Ecosyste.ms: Awesome

An open API service indexing awesome lists of open source software.

Awesome Lists | Featured Topics | Projects

https://github.com/dbklim/stressrnn

Modified version of RusStress (https://github.com/MashaPo/russtress) — python package for placing stress in Russian text using RNN (BiLSTM) and the "Grammatical Dictionary" by A. A. Zaliznyak (from http://odict.ru/).
https://github.com/dbklim/stressrnn

accent bilstm emphasis linguistic linguistics lstm nlp rnn russian russian-accent russian-stress russtress rustress stress

Last synced: 3 months ago
JSON representation

Modified version of RusStress (https://github.com/MashaPo/russtress) — python package for placing stress in Russian text using RNN (BiLSTM) and the "Grammatical Dictionary" by A. A. Zaliznyak (from http://odict.ru/).

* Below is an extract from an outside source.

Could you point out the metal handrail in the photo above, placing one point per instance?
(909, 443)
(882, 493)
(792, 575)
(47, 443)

Awesome Lists containing this project

README

        

# StressRNN

This tool based on LSTM predicts stress position in each word in russian text depending on the word context.
For more details about the tool see [«Automated Word Stress Detection in Russian»](http://www.aclweb.org/anthology/W/W17/W17-4104.pdf), EMNLP-2017, Copenhagen, Denmark.

This is a modified version of the [RusStress](https://github.com/MashaPo/russtress) (many thanks to its authors!). The modification fixes some bugs, improves the quality of stress placement and the usability of the project. The neural network and the principles of working with it remained unchanged.

## Modification features

The modification has the following differences from the original RusStress:

- added stress symbol `'+'`
- the list of supported stress symbols is limited to `"'"` and `'+'` (always added after a stressed vowel)
- added filtering of neural network responses by accuracy (allows you to cut off stresses, the prediction accuracy of which is lower (<=) than specified)
- added stress placing in words with 1 vowel
- improved work with hyphenated words (earlier, stress was placed only on the first part of the word, now it's placed on both parts)
- implemented skipping words with pre-set stresses (it used to lead to undefined behavior)
- added replacement of similar Latin symbols with the same Cyrillic ones (for example, `A` -> `А`, `e` -> `е`) (the full list is available in [SAME_LETTERS_EN_RU](https://github.com/Desklop/StressRNN/blob/master/stressrnn/constants.py#L27))
- fixed bug with some words, in which the stress was placed on a consonant letter, not a vowel (stress index is shift to next vowel or to the previous one, if there are no vowels after stress) (for example, "дойдете", "зряченюхослышащий") (these words were added to the [exception dictionary](https://github.com/Desklop/StressRNN/blob/master/stressrnn/source_exception_dictionary.txt))
- added an exception dictionary and the ability to load your own additional exception dictionary when creating a class object
- added a [default exception dictionary](https://github.com/Desklop/StressRNN/blob/master/stressrnn/exception_dictionary.txt) based on the "Grammatical dictionary" by A. A. Zaliznyak from http://odict.ru/ (supplied with the package)
- compiled all regular expressions to improve performance
- code refactoring was performed
- added support for TensorFlow v2.X
- optimization of work speed: added work with neural network in batch mode (speeds up work by 1.5-2 times)
- optimization of work speed: added predict using ONNX Runtime (increases work speed of model by 10-30 times on the CPU)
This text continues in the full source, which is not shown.